Wilson Maa, 71, needed help – quickly. Hours after five other people were hospitalized on the cruise ship docked in Port Miami, Maa became much sicker.

His oxygen level fell dangerously low around 5 p.m., forcing ship’s medical staff to put him under a manual ventilator, the kind that someone pumps in his hand to breathe a patient’s lungs. He needed a mechanical fan immediately to keep him alive.

But the ship’s doctor told Maa’s family that there were no hospital beds available and that the ambulances were “locked,” even as a private ambulance company transported the sick at the start of the week was ready.

Data from the Florida Agency for Healthcare Administration show that while her family was waiting for Maa to be evacuated from the ship, the same hospital that took two Coral Princess patients earlier in the day, the Larkin Community Hospital, had 11 adult intensive care beds available between the two campuses.

The same data shows that there were more than 150 adult intensive care beds available at Miami-Dade County hospitals at 7:30 p.m.

“The doctor stressed that public and private hospital beds with ventilators are not available,” said Maa’s son-in-law Jason Chien. “He also says that the ship is lacking in oxygen but is unable to refuel due to the fact that the governor or the Miami area have a” lockup “of ambulances or something like that. “

Under the Miami-Dade County Lockdown Order, private ambulances are considered a vital business.

An executive from Miami-Dade Ambulance, a private ambulance company that carried out work at PortMiami this week, said the company was still open for business and calls, as were other private ambulance providers.
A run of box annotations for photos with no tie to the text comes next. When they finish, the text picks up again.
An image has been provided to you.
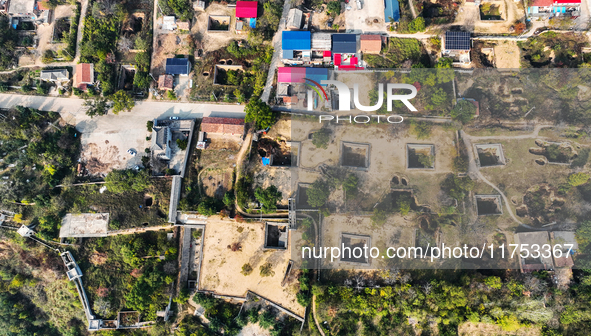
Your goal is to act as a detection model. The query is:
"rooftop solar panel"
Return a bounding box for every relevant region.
[444,31,470,50]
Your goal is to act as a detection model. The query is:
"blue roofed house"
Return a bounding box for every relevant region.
[166,58,191,76]
[281,31,312,64]
[384,0,400,24]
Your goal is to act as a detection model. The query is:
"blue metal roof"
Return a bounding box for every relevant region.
[166,58,191,75]
[384,0,400,23]
[306,68,328,86]
[332,34,357,54]
[281,31,311,50]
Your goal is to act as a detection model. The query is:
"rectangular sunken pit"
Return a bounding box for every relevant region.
[265,222,288,250]
[475,195,503,216]
[474,144,506,167]
[341,141,371,169]
[406,144,435,169]
[341,233,371,265]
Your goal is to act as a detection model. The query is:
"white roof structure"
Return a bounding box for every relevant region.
[60,213,109,238]
[39,69,70,82]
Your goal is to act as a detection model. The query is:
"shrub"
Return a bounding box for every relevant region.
[312,128,330,149]
[259,262,275,277]
[568,173,590,187]
[240,263,253,276]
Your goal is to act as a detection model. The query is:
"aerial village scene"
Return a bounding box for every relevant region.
[0,0,591,336]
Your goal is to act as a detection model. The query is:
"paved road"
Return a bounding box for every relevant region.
[0,93,244,126]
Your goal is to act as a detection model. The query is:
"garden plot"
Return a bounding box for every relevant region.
[474,144,505,167]
[199,217,305,316]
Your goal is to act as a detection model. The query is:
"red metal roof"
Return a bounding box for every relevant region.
[277,67,306,83]
[334,54,341,66]
[530,0,554,7]
[236,1,258,18]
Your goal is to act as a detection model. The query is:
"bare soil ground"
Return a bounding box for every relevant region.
[494,41,521,69]
[199,217,305,316]
[292,120,455,209]
[152,27,191,78]
[80,120,150,176]
[312,5,347,30]
[345,0,386,33]
[191,3,242,52]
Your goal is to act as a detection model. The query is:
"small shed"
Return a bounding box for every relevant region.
[332,34,357,54]
[359,34,382,54]
[158,75,174,90]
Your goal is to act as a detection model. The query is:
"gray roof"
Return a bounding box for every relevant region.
[8,0,35,14]
[40,69,69,81]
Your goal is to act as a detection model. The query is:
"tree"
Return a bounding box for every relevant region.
[105,169,150,194]
[312,128,330,149]
[306,179,330,208]
[84,97,107,118]
[111,90,135,114]
[254,185,283,213]
[244,98,276,129]
[575,221,591,251]
[568,173,589,187]
[450,99,476,124]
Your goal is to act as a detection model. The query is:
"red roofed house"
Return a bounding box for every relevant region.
[236,1,259,19]
[74,63,94,90]
[201,117,244,136]
[527,0,581,17]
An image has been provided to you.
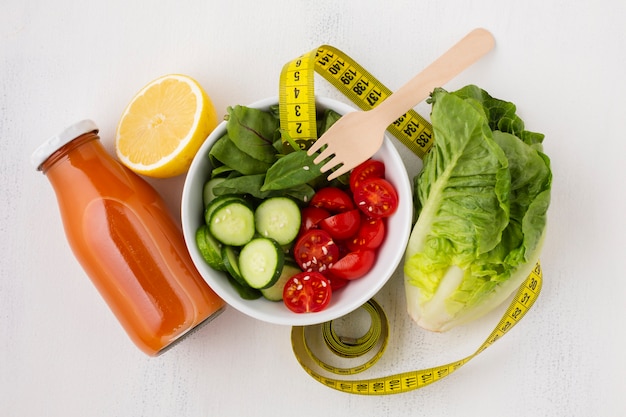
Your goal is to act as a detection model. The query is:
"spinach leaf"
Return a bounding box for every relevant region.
[261,150,322,191]
[209,134,271,175]
[275,184,315,203]
[226,105,279,164]
[213,174,271,199]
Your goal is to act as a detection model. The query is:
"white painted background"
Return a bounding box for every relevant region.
[0,0,626,417]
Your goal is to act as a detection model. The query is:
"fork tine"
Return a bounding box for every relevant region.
[323,160,352,181]
[307,136,326,156]
[320,156,343,172]
[313,146,337,164]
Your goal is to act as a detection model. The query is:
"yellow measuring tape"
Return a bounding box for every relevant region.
[279,45,433,158]
[279,45,543,395]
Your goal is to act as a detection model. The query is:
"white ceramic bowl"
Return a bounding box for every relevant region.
[181,97,413,326]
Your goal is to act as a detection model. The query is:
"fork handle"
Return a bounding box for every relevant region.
[370,28,495,125]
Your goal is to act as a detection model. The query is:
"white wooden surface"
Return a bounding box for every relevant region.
[0,0,626,417]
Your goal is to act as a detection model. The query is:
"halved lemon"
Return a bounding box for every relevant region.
[115,74,217,178]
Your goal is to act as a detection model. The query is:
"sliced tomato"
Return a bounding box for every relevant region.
[350,159,385,192]
[330,249,376,280]
[309,187,354,213]
[283,272,332,313]
[300,206,330,233]
[324,274,350,291]
[320,209,361,240]
[293,229,339,272]
[354,178,398,217]
[346,216,386,251]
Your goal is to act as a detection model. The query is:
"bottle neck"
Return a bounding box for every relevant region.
[40,132,100,174]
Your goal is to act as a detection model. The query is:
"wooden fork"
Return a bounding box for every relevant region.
[308,29,495,180]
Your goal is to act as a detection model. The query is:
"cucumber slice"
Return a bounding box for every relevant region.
[254,197,301,245]
[202,177,226,207]
[239,237,285,289]
[196,224,226,271]
[204,194,247,224]
[208,200,255,246]
[261,263,302,301]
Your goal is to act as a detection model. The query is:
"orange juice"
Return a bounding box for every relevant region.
[33,120,225,355]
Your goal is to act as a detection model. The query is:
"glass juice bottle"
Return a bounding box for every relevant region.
[32,120,225,356]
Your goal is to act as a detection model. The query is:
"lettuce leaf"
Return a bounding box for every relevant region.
[404,85,552,331]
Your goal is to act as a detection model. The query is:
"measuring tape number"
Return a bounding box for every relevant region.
[279,45,433,158]
[279,45,543,395]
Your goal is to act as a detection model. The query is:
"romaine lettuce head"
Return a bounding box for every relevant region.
[404,85,552,331]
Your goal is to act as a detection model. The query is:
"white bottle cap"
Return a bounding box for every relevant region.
[30,119,98,171]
Representatives from Princess Cruises, ship owner, Carnival Corp., owner of Princess Cruises, or Miami-Dade County did not respond to requests for comment on why Maa was unable to access a hospital bed for four hours.
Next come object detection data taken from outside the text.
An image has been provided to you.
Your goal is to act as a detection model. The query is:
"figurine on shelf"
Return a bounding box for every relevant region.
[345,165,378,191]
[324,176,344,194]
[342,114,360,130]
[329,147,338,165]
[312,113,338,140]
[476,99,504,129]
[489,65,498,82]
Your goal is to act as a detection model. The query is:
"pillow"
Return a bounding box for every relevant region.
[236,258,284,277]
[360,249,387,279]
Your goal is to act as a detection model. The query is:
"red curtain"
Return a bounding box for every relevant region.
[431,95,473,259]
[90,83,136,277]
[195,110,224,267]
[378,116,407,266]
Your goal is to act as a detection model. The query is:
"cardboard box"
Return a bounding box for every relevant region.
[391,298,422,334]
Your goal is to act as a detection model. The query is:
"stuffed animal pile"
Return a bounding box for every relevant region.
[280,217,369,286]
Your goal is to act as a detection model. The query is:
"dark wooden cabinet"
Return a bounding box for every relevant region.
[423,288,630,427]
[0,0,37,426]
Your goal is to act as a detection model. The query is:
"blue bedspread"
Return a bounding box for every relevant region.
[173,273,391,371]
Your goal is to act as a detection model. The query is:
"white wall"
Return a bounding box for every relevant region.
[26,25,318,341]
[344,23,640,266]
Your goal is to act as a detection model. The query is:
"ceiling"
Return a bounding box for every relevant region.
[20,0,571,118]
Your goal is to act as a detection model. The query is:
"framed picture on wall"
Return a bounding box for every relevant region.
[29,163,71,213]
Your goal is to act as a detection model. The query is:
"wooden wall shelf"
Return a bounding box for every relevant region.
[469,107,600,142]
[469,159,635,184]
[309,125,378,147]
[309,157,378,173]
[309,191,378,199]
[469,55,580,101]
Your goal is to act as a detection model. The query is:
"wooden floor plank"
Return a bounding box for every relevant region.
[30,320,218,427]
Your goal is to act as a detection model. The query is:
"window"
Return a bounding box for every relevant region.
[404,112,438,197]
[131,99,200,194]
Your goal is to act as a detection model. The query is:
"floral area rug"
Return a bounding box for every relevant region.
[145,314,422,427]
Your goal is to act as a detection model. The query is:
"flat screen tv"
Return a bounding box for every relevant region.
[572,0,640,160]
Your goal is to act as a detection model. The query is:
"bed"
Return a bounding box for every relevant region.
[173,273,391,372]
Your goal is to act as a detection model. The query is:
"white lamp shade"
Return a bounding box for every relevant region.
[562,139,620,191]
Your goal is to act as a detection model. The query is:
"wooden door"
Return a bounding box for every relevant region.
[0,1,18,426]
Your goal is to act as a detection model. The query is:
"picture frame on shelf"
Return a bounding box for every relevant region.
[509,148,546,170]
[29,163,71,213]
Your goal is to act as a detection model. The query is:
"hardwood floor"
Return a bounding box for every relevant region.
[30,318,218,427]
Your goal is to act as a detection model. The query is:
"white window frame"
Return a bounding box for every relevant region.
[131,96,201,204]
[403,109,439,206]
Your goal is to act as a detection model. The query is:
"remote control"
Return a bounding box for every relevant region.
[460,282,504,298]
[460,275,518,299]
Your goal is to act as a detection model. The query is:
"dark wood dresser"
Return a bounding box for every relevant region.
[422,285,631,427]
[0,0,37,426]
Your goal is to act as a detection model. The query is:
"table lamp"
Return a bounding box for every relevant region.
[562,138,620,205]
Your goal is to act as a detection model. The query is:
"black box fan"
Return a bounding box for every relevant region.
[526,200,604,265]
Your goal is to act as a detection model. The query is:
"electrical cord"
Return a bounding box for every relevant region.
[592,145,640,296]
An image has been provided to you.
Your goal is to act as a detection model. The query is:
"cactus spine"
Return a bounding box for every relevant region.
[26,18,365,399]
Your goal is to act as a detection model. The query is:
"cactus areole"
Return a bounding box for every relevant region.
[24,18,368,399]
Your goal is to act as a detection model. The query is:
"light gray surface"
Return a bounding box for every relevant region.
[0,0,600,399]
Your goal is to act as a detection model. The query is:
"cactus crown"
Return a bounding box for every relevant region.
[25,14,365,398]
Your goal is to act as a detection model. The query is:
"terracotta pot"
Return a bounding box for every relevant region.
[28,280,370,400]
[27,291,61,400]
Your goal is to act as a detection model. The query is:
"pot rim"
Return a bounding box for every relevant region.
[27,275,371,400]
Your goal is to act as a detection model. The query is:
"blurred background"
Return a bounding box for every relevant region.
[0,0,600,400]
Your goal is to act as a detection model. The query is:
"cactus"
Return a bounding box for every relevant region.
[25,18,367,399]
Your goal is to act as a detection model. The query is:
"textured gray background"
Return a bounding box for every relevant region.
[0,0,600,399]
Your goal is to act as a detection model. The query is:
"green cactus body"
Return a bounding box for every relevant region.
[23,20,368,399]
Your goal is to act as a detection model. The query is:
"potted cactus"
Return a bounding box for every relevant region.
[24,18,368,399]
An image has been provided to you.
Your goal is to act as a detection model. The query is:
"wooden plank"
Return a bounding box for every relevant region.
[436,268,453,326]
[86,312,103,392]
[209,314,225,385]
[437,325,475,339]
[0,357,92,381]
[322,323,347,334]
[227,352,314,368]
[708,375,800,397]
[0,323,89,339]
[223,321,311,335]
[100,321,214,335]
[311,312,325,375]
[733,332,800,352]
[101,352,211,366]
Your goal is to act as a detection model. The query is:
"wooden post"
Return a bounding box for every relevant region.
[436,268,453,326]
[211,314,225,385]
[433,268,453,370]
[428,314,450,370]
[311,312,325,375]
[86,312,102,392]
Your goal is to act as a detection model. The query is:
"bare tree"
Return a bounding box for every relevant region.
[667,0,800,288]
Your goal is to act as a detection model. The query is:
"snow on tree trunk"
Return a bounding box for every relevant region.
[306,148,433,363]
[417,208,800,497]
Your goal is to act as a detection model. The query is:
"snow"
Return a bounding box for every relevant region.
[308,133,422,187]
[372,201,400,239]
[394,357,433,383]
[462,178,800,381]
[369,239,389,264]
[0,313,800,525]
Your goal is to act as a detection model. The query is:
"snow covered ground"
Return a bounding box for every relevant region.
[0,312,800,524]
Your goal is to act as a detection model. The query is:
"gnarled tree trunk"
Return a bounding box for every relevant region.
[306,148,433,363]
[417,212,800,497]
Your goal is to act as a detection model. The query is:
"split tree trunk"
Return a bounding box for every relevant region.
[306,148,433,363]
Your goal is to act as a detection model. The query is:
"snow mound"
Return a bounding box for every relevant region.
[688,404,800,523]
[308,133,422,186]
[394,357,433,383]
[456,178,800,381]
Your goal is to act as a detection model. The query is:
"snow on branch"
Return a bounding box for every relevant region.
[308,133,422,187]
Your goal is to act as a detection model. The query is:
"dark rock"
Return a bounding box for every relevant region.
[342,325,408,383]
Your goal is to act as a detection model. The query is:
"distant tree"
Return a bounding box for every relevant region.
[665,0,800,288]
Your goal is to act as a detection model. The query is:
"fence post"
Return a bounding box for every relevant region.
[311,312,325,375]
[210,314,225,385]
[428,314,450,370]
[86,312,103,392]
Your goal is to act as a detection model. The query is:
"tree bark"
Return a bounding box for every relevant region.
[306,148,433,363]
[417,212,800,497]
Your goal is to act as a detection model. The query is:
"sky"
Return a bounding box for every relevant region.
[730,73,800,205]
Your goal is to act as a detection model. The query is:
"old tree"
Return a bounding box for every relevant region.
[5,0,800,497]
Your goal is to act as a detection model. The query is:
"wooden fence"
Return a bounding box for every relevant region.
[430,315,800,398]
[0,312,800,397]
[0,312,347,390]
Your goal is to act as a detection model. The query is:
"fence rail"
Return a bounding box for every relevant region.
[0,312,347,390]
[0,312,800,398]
“We are either at an impasse or are being circumvented by everyone we call,” Chien said. “We don’t know who calls the shots and makes the decisions about triage and the use of medical resources. “

An ambulance finally retrieved Maa from the ship around 10 p.m. and took him to the South Miami campus of Larkin Community Hospital.
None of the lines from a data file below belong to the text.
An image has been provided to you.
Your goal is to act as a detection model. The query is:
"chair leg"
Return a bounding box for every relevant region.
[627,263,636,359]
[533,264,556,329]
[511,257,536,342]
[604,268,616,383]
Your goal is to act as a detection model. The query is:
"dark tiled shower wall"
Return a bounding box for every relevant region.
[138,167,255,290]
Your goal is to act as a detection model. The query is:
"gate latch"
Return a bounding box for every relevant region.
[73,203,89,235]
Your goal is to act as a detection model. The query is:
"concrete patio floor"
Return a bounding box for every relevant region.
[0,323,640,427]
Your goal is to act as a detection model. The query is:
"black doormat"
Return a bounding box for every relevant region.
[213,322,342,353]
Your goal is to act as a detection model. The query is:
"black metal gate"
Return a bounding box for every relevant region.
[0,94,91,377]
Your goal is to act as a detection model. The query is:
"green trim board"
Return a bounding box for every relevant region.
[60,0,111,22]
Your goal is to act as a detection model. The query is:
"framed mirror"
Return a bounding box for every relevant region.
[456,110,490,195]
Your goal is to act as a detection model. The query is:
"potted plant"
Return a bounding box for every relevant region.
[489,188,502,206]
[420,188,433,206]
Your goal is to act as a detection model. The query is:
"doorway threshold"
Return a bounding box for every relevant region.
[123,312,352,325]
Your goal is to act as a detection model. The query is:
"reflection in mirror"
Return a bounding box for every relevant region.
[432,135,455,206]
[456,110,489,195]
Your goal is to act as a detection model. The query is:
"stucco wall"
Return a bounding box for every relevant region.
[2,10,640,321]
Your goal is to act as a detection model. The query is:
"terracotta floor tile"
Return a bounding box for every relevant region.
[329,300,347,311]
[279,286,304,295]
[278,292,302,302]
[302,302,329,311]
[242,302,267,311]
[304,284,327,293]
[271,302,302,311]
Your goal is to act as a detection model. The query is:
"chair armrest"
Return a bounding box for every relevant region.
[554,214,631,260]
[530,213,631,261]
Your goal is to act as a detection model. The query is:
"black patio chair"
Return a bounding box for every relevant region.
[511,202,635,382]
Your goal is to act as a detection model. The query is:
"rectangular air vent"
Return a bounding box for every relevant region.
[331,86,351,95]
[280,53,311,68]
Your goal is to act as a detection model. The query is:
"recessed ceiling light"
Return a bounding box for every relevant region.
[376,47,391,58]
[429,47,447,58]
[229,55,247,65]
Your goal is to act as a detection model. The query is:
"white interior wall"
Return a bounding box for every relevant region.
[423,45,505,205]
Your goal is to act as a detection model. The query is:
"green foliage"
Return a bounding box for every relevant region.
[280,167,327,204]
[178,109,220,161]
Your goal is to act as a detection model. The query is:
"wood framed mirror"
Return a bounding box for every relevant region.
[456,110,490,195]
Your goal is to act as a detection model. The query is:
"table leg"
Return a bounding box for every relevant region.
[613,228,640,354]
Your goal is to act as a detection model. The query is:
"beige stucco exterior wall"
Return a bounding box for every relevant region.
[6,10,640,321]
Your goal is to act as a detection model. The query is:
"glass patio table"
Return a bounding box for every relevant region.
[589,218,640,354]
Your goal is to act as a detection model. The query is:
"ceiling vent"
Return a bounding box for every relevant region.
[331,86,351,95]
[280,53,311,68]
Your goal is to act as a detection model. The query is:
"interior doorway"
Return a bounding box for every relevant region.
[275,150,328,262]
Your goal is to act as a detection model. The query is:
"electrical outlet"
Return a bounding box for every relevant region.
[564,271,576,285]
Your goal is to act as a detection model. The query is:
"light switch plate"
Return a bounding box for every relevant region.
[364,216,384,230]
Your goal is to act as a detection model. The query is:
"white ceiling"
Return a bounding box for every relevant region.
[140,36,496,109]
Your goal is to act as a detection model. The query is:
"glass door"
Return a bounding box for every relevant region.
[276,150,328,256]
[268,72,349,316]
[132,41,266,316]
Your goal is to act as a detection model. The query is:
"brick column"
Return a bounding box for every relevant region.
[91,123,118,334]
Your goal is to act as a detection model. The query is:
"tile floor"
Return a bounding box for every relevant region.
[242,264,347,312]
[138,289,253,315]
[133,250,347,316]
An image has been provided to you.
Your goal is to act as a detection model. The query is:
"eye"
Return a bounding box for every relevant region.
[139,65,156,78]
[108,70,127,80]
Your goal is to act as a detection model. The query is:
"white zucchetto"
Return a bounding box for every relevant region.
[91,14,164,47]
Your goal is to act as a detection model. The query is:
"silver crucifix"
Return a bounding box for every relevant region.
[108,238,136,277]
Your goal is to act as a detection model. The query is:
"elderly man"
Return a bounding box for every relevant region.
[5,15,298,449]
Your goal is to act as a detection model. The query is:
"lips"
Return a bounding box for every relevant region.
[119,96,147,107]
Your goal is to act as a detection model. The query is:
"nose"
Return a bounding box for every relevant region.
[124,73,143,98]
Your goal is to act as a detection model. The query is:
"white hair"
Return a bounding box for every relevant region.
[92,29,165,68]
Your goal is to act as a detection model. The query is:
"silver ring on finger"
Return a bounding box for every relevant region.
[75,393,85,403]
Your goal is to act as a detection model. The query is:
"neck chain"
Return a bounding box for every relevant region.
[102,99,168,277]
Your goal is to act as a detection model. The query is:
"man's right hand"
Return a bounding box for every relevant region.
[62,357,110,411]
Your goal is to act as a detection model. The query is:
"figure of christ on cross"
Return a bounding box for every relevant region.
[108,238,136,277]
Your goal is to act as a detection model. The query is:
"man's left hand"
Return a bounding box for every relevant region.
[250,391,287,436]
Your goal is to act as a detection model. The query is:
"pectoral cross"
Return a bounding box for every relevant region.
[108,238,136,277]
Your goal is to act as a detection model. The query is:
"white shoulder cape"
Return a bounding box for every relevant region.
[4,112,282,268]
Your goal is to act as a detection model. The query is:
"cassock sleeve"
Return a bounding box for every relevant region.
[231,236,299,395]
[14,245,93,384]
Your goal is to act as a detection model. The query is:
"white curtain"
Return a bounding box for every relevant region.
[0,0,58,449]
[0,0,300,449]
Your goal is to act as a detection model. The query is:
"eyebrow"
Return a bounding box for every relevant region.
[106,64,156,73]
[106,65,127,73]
Maa started getting sick last Saturday aboard the Coral Princess. His wife, Toyling Maa, quickly followed. A test confirmed that Wilson had COVID-19, but Chien said he was fine until Saturday night’s turn for the worse.

Friday evening, two Coral Princess passengers died. The ship docked Saturday morning in Port Miami and evacuated the five sickest to Larkin Community Hospital in Miami-Dade and St. Joseph’s Hospital in Tampa.

Miami Herald reporter Douglas Hanks contributed to this story.